I process HTML in Python with the help of the lxml library. I am trying to parse this website, my objective is to parse out all the games that happened in the regular season(not the ones in play-off or pres-eason). The problem that I have encountered:
I select all elements that have the class nob-border, which I can do.

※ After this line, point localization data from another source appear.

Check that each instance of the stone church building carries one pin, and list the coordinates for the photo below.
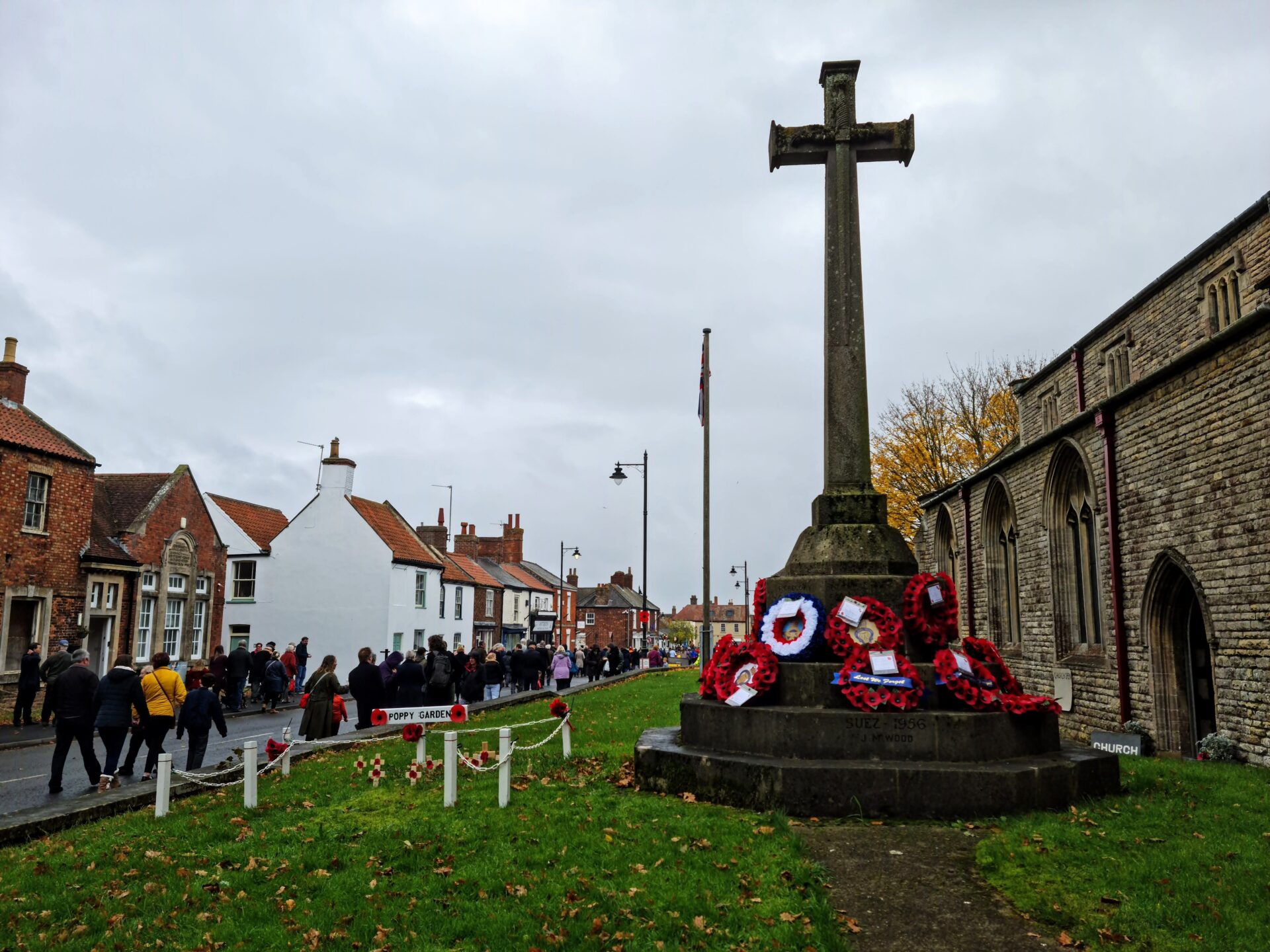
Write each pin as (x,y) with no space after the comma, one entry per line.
(1124,536)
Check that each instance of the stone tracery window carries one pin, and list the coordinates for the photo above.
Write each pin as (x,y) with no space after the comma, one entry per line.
(1001,559)
(1072,524)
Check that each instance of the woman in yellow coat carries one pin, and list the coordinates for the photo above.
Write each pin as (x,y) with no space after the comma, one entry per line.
(164,694)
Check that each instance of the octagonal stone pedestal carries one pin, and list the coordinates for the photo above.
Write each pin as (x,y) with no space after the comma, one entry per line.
(800,749)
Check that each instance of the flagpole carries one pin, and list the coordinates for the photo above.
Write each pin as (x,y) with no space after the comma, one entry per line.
(706,641)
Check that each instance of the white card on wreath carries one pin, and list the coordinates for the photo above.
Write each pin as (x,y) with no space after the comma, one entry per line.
(883,663)
(786,608)
(851,611)
(741,696)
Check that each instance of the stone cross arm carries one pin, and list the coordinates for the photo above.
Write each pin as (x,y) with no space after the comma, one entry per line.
(869,141)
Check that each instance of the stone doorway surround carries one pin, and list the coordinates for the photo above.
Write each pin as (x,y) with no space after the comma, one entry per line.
(1177,634)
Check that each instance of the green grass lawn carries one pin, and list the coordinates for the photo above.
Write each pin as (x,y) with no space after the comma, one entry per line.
(1180,862)
(577,861)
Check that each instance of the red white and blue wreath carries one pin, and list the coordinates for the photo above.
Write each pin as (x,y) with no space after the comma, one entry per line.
(793,626)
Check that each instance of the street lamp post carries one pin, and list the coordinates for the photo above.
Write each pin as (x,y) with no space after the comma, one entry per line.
(619,477)
(560,603)
(745,571)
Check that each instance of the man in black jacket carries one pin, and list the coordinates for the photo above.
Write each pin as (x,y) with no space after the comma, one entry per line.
(73,695)
(366,686)
(28,686)
(237,670)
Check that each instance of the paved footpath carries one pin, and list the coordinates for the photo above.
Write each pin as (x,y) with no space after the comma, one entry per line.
(24,770)
(917,887)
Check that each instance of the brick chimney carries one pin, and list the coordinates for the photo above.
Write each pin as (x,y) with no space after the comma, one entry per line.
(13,375)
(337,473)
(435,536)
(466,542)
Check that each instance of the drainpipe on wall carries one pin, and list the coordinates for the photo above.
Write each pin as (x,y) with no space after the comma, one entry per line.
(1105,423)
(1079,360)
(968,561)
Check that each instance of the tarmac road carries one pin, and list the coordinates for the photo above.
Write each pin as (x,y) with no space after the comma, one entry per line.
(24,771)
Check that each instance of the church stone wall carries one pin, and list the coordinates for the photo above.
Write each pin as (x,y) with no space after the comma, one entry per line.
(1193,460)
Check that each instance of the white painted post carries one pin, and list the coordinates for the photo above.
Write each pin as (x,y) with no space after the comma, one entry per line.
(451,770)
(249,775)
(163,785)
(505,770)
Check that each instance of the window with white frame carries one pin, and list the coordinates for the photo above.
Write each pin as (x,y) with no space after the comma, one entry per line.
(145,627)
(197,617)
(244,579)
(34,516)
(172,625)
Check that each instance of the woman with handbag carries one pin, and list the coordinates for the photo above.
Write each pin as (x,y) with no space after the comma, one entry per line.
(319,720)
(165,694)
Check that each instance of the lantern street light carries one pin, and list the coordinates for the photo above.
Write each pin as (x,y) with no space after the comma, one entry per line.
(619,477)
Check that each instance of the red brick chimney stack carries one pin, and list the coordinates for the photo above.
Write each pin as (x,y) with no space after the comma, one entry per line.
(13,375)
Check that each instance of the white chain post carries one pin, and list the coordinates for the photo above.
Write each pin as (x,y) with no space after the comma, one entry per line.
(505,770)
(249,775)
(163,785)
(451,770)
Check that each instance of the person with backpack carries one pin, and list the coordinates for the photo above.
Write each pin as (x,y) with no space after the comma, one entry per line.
(118,697)
(562,669)
(439,673)
(275,683)
(197,716)
(319,720)
(409,682)
(492,676)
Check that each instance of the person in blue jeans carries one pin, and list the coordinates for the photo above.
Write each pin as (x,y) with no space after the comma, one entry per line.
(493,674)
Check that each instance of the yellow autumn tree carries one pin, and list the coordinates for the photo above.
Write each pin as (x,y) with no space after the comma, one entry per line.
(943,430)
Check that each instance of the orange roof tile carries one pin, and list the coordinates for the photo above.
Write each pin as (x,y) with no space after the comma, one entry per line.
(473,568)
(525,575)
(19,427)
(396,532)
(262,524)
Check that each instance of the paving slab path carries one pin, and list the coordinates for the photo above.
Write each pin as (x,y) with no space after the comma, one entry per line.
(916,887)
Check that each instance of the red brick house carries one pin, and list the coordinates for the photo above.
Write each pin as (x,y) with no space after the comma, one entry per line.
(155,568)
(46,513)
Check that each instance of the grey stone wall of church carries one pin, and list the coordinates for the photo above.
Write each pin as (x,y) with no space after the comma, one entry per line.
(1193,470)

subpage.cssselect(".nob-border")
The library lxml has this function cssselect which allows to select HTML elements with CSS selectors. What I would like to do next, is select every element until the next tr element that has the class nob-border. The HTML looks like this:
<tr class="center nob-border">
<tr class="table-dummyrow">
<tr class="odd deactivate" xeid="IqLK6ZNT">
<tr class=" deactivate" xeid="l0Xo8yvB">
<tr class="odd deactivate" xeid="QLnrBc9b">
<tr class=" deactivate" xeid="8pxmAHO4">
<tr class="odd deactivate" xeid="nVmvCwfh">
<tr class=" deactivate" xeid="v1lEBJvn">
<tr class="center nob-border">
There are rows with the class nob-border and a bunch of rows between those rows. I need to select those in between. More than that I don't want to just select all the rows in between, I want to select for every row with the nob-border class the ones that are below that row and above the next one with the class nob-border. I hope was I clear enough, if not do not hesitate on asking questions.